The modifiers can be combined to get compound results:

%~dpI - expands %I to a drive letter and path only
%~nxI - expands %I to a file name and extension only
%~fsI - expands %I to a full path name with short names only
%~dp$PATH:I - searches the directories listed in the PATH
environment variable for %I and expands to the
drive letter and path of the first one found.
%~ftzaI - expands %I to a DIR like output line

Wow! That's a lot of wonderful options we can use in the do clause of our FOR loops. Here, I'm just using my IF statement to see if the size (%~zi) is greater (GTR) than 10000000 (that's 10**7, but we have to list bytes). If it is, I echo out the file's name (%i ) and size (%~zi).

Now, we can't sort this output using built-in commands, because the Windows sort command only sorts alphanumerically, not numerically (so, for example, 1 comes before 10, which comes before 2, which comes before 20, which comes before 3, and so on).
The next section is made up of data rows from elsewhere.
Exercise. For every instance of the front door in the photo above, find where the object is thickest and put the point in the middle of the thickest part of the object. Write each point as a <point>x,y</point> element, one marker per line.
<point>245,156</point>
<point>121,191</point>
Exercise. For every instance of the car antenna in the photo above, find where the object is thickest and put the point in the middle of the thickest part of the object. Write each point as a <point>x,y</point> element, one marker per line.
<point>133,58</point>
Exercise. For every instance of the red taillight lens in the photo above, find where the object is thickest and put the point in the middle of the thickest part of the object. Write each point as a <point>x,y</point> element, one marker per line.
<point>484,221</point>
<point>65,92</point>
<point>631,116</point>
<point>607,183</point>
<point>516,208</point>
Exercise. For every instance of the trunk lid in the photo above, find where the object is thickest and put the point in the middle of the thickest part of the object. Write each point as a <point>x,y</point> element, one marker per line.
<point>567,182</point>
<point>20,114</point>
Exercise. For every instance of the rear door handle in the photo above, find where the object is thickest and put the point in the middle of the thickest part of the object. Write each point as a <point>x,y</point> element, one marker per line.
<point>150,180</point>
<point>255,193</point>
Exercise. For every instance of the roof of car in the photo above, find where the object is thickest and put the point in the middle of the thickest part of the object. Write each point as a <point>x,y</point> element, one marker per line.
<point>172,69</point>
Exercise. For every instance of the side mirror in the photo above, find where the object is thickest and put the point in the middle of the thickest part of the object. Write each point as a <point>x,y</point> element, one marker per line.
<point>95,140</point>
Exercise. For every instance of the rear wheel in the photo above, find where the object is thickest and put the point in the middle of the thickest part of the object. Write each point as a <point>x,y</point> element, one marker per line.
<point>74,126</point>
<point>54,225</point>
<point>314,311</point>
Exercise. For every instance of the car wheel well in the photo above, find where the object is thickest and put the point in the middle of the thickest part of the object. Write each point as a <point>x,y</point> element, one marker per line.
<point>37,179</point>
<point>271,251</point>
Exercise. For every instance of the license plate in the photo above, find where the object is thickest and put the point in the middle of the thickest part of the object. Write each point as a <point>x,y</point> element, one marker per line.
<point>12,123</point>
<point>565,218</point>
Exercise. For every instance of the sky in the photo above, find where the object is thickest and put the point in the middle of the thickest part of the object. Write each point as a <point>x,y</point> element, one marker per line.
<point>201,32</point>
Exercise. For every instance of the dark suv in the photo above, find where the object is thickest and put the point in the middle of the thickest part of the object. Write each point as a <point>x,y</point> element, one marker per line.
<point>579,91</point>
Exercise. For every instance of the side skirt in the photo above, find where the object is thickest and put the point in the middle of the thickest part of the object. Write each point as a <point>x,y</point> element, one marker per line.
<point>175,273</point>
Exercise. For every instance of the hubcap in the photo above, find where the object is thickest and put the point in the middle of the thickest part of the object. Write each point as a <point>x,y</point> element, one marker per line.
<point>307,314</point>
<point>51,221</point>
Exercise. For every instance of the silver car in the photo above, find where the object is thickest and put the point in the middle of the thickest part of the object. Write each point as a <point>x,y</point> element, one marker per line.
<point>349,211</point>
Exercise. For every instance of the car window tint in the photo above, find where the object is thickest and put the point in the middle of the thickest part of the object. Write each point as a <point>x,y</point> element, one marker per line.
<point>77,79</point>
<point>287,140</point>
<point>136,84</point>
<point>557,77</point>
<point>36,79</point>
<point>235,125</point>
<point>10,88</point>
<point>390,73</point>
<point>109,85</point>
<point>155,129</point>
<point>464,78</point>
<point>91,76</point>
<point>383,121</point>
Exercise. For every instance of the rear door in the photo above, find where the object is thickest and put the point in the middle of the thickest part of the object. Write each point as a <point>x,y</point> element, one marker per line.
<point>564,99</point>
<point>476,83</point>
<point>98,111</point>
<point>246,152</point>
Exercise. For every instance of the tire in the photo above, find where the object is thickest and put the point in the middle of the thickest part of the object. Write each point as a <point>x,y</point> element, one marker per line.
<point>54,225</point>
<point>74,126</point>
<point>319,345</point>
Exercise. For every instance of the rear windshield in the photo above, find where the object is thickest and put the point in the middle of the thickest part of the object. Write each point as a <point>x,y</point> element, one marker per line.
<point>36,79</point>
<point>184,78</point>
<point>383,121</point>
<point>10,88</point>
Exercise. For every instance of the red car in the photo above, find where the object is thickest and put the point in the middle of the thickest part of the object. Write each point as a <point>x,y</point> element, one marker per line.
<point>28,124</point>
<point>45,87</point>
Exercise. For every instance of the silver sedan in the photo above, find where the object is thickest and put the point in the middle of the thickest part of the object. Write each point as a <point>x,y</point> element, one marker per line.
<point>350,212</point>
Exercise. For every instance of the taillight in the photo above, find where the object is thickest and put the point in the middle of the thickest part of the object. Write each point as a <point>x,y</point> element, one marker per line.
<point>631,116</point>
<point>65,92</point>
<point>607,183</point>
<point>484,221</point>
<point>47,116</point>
I usually just dump this kind of output into a .csv file (adding a comma in the above command between %i and %~zi, followed by a >> bigfiles.csv ) and open it in a spreadsheet for sorting.

Tim is:

This is pretty straight forward in PowerShell.

PS C:\> Get-ChildItem -Recurse -Force | Where-Object { $_.Length -ge 10000000 }
Get-ChildItem -Recurse is used to recurse through the directory tree. The -Force option is added to ensure hidden and system directories are searched. The Where-Object cmdlet is used to filter for files greater than or equal to 10^7 bytes.

That is a bit long, so let's shorten it up a bit:

PS C:\> ls -r -fo | ? { $_.Length -gt 10000000 }
In our short version, we replace Get-ChildItem with its most terse alias, ls. We also use the short version of each switch. However, we can't shorten the Force option to F since it would match both Force and Filter. Using FO disambiguates the parameter. We also replace Where-Object with its tiniest alias, the question mark.

That's about it, so go find yourself some big ones.